Венеция влекла людей с неоднозначной сексуальностью: Пруста, Джеймса,
Барона Корво, Дягилева и многих других. Как заметил французский писатель
Поль Моран в книге /Venises/ (1970), «в Венеции гомосексуализм есть не
что иное, как наиболее утонченное из изящных искусств». Однако в XIV и
XV веках он был самым страшным и самым наказуемым из сексуальных
преступлений. Рассадником этой криминальной деятельности считались
аптеки и кондитерские. Паперти некоторых церквей и гимнастические школы
также слыли опасными. В Венеции было предостаточно темных коридоров, где
Содом мог возродиться. В то время полагали, что гомосексуализм может
затопить город. Полагали, что он противоречит природе и естественным
законам. Но разве таковой не была сама Венеция?

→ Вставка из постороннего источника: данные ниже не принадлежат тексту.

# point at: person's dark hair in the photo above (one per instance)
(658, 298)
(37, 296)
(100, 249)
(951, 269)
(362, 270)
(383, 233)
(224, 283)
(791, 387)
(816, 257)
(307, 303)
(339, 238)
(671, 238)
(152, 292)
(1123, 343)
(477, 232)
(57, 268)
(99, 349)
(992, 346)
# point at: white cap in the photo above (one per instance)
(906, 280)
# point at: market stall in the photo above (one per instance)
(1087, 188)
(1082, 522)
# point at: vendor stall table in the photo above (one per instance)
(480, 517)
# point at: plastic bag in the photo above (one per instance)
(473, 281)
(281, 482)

В XVIII и XIX веках Венецию часто называли шлюхой. Она была известна
упадком и торгашеской алчностью. Королева морей превратилась в Шлюху
Адриатики, подобно тому, как Византия подверглась осмеянию как Шлюха
Босфора. По-видимому, в чувственных роскошных городах имелось нечто
весьма тревожащее остальных. В Лондоне XVI века был бордель,
называвшийся просто – «Венеция». Город был старой куртизанкой,
выставившей напоказ свои золотые побрякушки. В начале XX века Филиппо
Томмазо Маринетти описывал его как «погрязший в экзотическом
распутстве». Английский поэт Руперт Брук окрестил его «безвкусным и
чувственным Средневековьем». Пожалуй, это было неизбежно. Город,
провозгласивший себя средоточием святости, обителью Девы Марии,
неизбежно ждет позор и утрата иллюзий. С тех пор его репутация
изменилась к лучшему. Можно ли считать упадком превращение Венеции в
город-музей? Для этого у нас нет оснований.

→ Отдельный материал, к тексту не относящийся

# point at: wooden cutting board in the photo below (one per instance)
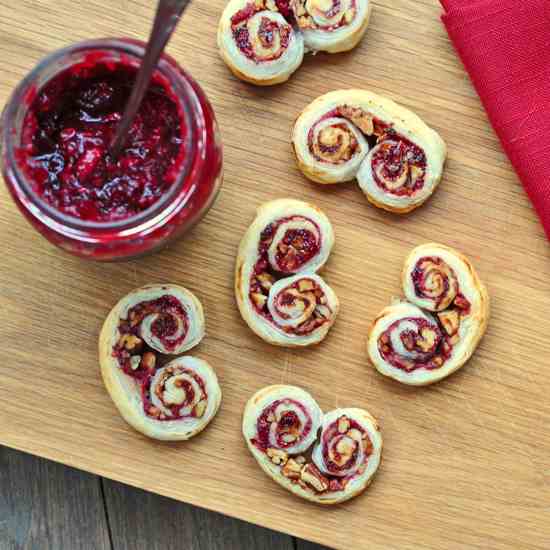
(466, 462)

Не исключено, что широкое распространение или по меньшей мере принятие
проституции привело к изменениям в общественной морали. К концу XVI –
началу XVII века в городе царила бóльшая терпимость. Когда венецианки
надевали платья с глубоким вырезом, обнажая грудь, возможно, они
подражали своим заблудшим сестрам. Дисциплина, в которой Венеция
нуждалась в начале своего существования, постепенно ослабевала.
В частности, в патрицианских кругах появился персонаж /cicisbeo/
(наперсник или возлюбленный). Он стал компаньоном замужней женщины; не
муж, а он сопровождал ее на праздники или сидел вместе с ней в оперной
ложе. Он с ней обедал и путешествовал. Он стал ее преданным слугой. Со
стороны патриция-мужа возражений не было. В действительности муж поощрял
такую связь: жена без кавалера потеряла бы престиж. В некоторых брачных
контрактах оговаривалось присутствие /cicisbeo /в доме. Возможно,
подобные отношения не носили сексуального характера. Не исключено, что
/cicisbeo /были гомосексуалистами. Как бы там ни было, это означало, что
желания женщины стали принимать в расчет.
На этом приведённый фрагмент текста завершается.